Il costo del biglietto per i turisti al Pantheon aumenterà a 7 euro dal 1° luglio. L'incremento, deciso con una nuova convenzione tra Ministero della Cultura e Diocesi di Roma, finanzierà il Piano Olivetti per la cultura. I cittadini romani continueranno ad avere accesso gratuito.
Aumento costo ingresso Pantheon
Il prezzo per accedere al Pantheon subirà un rialzo. Il ticket passerà dagli attuali 5 euro a 7 euro per i visitatori non residenti a Roma. Questa modifica tariffaria diventerà effettiva a partire dal prossimo 1° luglio. La decisione è frutto di un accordo siglato tra il Ministero della Cultura e la Diocesi di Roma.
La nuova convenzione, che regola l'utilizzo del Pantheon come Basilica di Santa Maria ad Martyres, è stata formalizzata oggi nella capitale. L'intesa aggiorna la collaborazione tra le due istituzioni. L'obiettivo è la gestione e la valorizzazione di questo importante monumento. Si riconosce la sua duplice valenza: luogo di interesse culturale e spazio di culto religioso.
La variazione più significativa riguarda la tariffa di ingresso. Il biglietto intero, infatti, passerà a 7 euro. Rimangono invariati il costo del biglietto ridotto, fissato a 2 euro per i giovani tra i 18 e i 25 anni. Anche tutte le altre forme di gratuità attualmente in vigore saranno mantenute.
Fondi per il Piano Olivetti e biblioteche
I 2 euro aggiuntivi per ogni biglietto venduto saranno destinati a specifiche iniziative. Questi fondi confluiranno nel Piano Olivetti per la Cultura. In particolare, supporteranno le biblioteche di prossimità. Queste si trovano in aree considerate disagiate o in zone interne del territorio.
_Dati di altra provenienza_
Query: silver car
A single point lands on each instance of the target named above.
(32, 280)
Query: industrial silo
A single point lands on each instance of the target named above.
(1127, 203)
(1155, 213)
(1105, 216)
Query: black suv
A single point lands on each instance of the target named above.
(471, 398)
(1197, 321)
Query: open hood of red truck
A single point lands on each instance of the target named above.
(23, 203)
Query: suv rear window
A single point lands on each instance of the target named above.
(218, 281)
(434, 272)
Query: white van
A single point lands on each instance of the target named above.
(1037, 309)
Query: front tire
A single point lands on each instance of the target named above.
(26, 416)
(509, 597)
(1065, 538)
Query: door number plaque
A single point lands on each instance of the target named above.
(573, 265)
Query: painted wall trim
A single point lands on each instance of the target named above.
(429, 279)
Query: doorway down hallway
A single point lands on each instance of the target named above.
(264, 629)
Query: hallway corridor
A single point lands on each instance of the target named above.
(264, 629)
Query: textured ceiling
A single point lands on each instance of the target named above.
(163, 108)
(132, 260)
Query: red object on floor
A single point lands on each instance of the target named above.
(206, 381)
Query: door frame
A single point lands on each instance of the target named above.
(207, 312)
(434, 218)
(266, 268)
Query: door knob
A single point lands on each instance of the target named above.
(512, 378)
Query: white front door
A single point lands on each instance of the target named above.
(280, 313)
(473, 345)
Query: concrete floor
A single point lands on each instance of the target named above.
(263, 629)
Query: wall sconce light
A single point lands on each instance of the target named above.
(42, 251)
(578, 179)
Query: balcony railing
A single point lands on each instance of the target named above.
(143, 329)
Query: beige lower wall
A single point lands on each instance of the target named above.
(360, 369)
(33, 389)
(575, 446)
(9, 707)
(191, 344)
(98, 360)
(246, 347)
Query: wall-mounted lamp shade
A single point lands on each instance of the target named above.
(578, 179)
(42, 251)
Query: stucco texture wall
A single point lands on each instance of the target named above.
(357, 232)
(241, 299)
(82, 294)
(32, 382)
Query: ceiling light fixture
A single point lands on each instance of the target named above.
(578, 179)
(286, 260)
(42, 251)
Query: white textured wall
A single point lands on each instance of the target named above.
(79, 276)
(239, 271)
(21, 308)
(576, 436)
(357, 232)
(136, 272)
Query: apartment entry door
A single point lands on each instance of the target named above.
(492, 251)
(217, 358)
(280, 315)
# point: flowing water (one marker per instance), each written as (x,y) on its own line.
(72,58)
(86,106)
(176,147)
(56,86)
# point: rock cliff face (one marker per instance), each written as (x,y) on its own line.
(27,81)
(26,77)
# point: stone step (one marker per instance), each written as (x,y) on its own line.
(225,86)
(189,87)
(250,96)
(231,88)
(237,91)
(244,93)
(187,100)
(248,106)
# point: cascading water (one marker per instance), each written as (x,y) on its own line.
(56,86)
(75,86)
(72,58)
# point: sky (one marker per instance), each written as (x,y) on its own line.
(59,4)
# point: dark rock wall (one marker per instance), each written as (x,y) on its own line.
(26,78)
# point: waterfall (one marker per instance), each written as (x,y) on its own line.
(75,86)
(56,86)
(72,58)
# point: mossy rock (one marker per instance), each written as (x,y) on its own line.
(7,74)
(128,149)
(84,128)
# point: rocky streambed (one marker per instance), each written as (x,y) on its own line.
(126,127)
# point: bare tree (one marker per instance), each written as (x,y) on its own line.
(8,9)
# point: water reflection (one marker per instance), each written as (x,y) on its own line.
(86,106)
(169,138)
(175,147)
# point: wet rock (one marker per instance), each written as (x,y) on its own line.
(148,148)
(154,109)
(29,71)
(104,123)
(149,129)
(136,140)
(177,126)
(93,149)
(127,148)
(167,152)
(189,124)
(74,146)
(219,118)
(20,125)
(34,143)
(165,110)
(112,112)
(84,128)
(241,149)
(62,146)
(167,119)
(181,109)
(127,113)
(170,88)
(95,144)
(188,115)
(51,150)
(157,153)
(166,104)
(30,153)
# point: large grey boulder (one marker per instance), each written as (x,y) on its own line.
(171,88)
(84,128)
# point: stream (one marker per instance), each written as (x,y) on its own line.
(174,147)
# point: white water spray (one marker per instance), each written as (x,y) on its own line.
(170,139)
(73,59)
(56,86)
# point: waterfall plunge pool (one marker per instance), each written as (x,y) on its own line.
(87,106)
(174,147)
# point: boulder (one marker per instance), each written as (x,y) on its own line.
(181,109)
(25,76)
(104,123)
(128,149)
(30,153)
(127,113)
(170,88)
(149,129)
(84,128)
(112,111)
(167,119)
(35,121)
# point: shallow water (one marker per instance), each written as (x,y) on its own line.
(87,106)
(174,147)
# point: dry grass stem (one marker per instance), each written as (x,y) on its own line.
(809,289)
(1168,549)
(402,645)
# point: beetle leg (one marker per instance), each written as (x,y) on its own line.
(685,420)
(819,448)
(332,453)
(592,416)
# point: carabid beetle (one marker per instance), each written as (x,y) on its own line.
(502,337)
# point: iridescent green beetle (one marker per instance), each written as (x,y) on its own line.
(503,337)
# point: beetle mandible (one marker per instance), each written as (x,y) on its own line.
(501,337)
Queste nuove risorse finanziarie mirano a potenziare l'accesso alla cultura. Promuoveranno la produzione artistica e culturale. Saranno inoltre impiegate per valorizzare le biblioteche e altri presidi culturali distribuiti sul territorio. L'obiettivo è anche incentivare progetti di rigenerazione sociale. Questi interventi si concentreranno sulle aree considerate marginali.
Tale iniziativa rende strutturale il sostegno alle biblioteche. Questo supporto era già stato avviato tramite il Decreto Cultura. Tale decreto aveva favorito il rilancio della filiera editoriale italiana nei primi mesi dell'anno. Si era registrato un aumento di valore di 11,3 milioni di euro. Le copie vendute erano aumentate di 569 mila unità rispetto all'anno precedente.
Gestione condivisa per valorizzazione e cultura
La nuova Convenzione consolida un modello di gestione condivisa. Questo approccio mira a valorizzare uno dei monumenti più iconici e frequentati d'Italia. Il Pantheon ha accolto circa 4 milioni e mezzo di visitatori nel corso dell'anno precedente. La sua valorizzazione si traduce in un contributo tangibile alla diffusione della cultura. Inoltre, supporta lo sviluppo di iniziative con impatto sul tessuto sociale nazionale.
La firma dell'accordo è avvenuta alla presenza di diverse figure istituzionali. Tra queste, il Ministro della Cultura, Alessandro Giuli. Era presente anche il Vicario Generale per la Diocesi di Roma, il Cardinale Baldassarre Reina. Hanno apposto la loro firma anche l'Arciprete Rettore del Capitolo di Santa Maria ad Martyres, Mons. Daniele Micheletti. Presente anche il Capo Dipartimento per la Valorizzazione culturale, Alfonsina Russo.
All'evento hanno partecipato anche il Vicegerente della Diocesi di Roma, Renato Tarantelli Baccari. C'erano inoltre il Capo di Gabinetto del MiC, Valentina Gemignani. Infine, ha partecipato il Direttore generale per il Piano Olivetti, Stefano Lanna.